I love to tank. I really do. The thing is, that I see the 5 man group in an instance as a team in which everyone plays their own position. Like in an ice-hockey team.

The Tank
For me the tank is the goal keeper. He's the one who states that the 'Buck Stops Here', taking care of the rest of the team and securing that they can do their job properly and as easily as possible. Tanking is simple and easy in principle, requiring only some sense of spatial awareness on top of good sense on the skills in her/his disposal. The gear is a nice addition and brings more survivability to the mix, but it's not the thing that makes a tank, really. It just makes the job easier by far.
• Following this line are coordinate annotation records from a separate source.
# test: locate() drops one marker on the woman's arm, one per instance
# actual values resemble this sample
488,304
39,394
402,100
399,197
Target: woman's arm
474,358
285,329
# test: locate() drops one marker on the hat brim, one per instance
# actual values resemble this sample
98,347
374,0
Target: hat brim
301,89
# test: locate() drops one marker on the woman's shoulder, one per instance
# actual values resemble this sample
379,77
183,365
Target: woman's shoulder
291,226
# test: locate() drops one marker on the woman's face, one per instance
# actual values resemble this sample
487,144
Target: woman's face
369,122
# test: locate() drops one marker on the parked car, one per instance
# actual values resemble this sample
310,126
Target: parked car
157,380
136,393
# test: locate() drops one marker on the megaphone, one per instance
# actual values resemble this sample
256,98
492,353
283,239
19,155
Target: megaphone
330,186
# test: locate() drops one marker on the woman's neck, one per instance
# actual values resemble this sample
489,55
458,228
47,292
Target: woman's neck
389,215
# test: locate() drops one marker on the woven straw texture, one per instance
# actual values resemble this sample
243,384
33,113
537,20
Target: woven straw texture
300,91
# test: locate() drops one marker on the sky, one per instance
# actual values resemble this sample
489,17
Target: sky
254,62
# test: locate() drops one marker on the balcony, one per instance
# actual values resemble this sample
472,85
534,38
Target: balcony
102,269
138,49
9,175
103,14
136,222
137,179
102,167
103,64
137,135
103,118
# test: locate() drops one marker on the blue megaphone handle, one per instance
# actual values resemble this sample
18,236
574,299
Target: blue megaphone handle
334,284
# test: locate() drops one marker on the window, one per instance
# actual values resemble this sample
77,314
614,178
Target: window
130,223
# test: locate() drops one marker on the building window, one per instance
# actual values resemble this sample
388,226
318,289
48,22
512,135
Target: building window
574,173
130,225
The part of the DPS is actually the hardest, when you think of it. The DPS are the rest of the field players, the front line assault team creating the damage to down the mob or boss. What makes the job of the DPS hard is the fact that the threat the tank is generating has a limit, while the limit of the damage DPS is generating is much higher. The most of the problems in tank losing aggro isn't from her/him being a slacker, but the DPS being too eager to shine in the damage meters. The thin line between 90% aggro and aggro break should be the DPS's concern, not necessarily the tanks, because the tank can do only so much to remedy that. Instead of staring at the damage meter, the DPS should stare their threat meter. And keep themselves out of trouble by not stealing the aggro from the tank. In a good ice-hockey game the players make sure that the goalie has as little to do as possible: the same should apply to the tanking and dps. The DPS should take care that the Tank has as little extra to do as possible to ensure smooth run.

The Healer
Actually,  the healer is not playing in the hockey field at all, but is at the back, handing out the drinks and keeping the tank up and the DPS doing their part. The gentle rub from the healer to the dps should be enough to keep the game rolling, not the stitching or rubbing the sores of the over aggressive player. Healer is the most important piece of the puzzle, even though her/his contribution is the least easy to measure.

So why do I love tanking?

It's staying on top of the game, doing your best to keep the encounters rolling smoothly and doing your best without a measurable meter to track you down. DPS is fun and furious competition in reaching as high as possible in the damage meter: the competition and measurable success makes it so much fun in it's own right. When the DPS takes their aggro generation seriously, even a less well geared tank can do their work in a heated situation. As long as the aggro doesn't go wild and the tank can concentrate on keeping the mob/boss on her/himself, the game flows smoothly.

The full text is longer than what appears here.